Conversation of exploration
At the heart of any thought project is query, the interrogative spirit methodically applied (after Justus Buchler). The thought project workspace can be considered a query space, even a locus for many dynamic query spaces coming into and going out of existence.
Likewise, conversation of exploration (convex) cultivates query space as the key to what distinguishes it from other kinds of conversation, both those of quid pro quo exchange, those impatient to arrive at lock-down judgments or those that wander dreamily (more akin to contemplation, a different mental activity). Convex deliberately extends the time between provocative encounter and practical judgment in order to freely pursue ‘what else?’, ‘what next?, ‘what exactly?’

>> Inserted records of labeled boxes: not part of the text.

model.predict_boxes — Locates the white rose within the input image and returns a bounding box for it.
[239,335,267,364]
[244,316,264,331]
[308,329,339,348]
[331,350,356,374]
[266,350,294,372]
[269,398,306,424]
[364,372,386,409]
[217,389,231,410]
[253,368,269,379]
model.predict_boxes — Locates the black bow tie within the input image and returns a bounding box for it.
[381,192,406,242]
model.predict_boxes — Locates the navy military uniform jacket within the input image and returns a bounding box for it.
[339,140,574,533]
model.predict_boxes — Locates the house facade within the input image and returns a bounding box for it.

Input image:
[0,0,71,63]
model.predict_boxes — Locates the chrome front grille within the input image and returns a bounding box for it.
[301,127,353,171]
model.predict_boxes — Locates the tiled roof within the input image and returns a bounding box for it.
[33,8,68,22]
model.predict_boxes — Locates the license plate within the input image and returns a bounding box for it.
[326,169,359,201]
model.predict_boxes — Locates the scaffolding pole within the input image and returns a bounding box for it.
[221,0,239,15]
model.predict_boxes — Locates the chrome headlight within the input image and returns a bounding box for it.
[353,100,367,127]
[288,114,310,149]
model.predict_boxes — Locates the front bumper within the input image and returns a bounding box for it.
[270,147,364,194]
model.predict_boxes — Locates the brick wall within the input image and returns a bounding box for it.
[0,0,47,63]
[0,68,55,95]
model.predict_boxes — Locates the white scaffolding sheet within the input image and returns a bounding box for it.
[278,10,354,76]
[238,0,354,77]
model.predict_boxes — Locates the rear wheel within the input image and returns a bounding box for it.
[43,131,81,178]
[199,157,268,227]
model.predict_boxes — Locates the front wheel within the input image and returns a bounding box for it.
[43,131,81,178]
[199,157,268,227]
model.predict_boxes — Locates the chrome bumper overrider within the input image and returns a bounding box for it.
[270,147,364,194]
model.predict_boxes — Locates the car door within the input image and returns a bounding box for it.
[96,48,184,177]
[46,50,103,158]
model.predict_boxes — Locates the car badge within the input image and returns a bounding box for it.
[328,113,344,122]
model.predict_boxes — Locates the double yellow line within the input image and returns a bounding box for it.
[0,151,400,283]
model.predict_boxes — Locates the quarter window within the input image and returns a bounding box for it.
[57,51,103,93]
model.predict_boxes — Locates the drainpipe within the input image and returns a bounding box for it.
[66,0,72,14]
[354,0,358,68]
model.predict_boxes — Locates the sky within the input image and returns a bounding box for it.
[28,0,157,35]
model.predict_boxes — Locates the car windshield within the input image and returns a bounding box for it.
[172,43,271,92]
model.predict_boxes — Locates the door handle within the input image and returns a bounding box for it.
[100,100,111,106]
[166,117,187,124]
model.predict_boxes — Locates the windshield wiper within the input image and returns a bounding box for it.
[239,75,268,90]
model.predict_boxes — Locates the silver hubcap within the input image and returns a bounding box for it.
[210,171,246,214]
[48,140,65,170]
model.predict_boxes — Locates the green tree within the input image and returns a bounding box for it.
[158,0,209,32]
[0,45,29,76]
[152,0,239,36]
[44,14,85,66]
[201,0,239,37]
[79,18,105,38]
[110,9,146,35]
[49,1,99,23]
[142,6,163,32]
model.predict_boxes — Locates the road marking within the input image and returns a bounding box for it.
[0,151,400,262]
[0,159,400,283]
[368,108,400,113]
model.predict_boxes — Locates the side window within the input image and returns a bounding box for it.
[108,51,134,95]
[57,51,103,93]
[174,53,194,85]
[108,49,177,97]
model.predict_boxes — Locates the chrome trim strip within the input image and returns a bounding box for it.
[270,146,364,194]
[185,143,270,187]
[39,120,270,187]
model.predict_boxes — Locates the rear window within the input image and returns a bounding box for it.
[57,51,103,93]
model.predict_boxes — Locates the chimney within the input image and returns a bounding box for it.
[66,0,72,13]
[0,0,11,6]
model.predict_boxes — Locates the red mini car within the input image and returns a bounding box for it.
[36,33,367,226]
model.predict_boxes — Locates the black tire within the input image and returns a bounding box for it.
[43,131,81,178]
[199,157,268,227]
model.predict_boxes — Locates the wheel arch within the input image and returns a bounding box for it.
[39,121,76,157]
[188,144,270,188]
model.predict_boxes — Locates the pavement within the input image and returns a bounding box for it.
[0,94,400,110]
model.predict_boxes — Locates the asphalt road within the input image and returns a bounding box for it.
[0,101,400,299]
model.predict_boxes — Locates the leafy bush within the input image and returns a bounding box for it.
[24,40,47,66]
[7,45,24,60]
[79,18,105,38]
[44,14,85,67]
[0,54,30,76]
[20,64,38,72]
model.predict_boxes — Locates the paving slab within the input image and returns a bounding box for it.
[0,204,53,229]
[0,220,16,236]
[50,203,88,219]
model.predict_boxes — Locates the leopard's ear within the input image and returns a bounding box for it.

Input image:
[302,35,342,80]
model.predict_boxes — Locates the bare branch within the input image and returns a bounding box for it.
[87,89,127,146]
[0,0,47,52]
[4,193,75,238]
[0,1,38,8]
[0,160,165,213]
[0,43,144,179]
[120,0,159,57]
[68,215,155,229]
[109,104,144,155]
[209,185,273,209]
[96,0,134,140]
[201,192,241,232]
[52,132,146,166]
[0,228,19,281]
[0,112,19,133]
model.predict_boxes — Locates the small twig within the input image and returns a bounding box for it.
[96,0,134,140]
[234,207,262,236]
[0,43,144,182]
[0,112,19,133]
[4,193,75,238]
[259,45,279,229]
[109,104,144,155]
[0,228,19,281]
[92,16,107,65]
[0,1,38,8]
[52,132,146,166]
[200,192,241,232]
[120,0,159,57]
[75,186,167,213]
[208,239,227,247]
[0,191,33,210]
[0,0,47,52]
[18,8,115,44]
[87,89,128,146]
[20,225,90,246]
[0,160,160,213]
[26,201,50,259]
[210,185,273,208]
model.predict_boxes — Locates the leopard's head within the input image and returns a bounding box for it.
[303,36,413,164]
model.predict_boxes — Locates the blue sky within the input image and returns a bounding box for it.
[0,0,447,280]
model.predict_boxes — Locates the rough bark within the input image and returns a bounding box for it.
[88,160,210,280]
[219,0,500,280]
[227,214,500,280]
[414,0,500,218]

As it does so, convex fairly foams with query spaces and may not necessarily end with a ‘that’s that’ conclusion but with a mix of new findings, new inventions, new distinctions and yet-to-be resolved new questions.
Thought projects and convex both operate in query space, one reflexive, focusing more on product: the presentable; the other more social, focusing more on process: the query experience itself. The two overlap, intertwine and support each other.
Since convex an be a gateway to engagement in thought projects, it should be defined more carefully. A conversation of exploration is an active session of some number of people engaged in looking and thinking out loud regarding a particular object, occurrence, process or place they’ve chosen to put themselves in the presence of. There are three guidelines for successful convex: 1st they generate query space; 2nd they stay linked to the presence; 3rd they produce some take-away.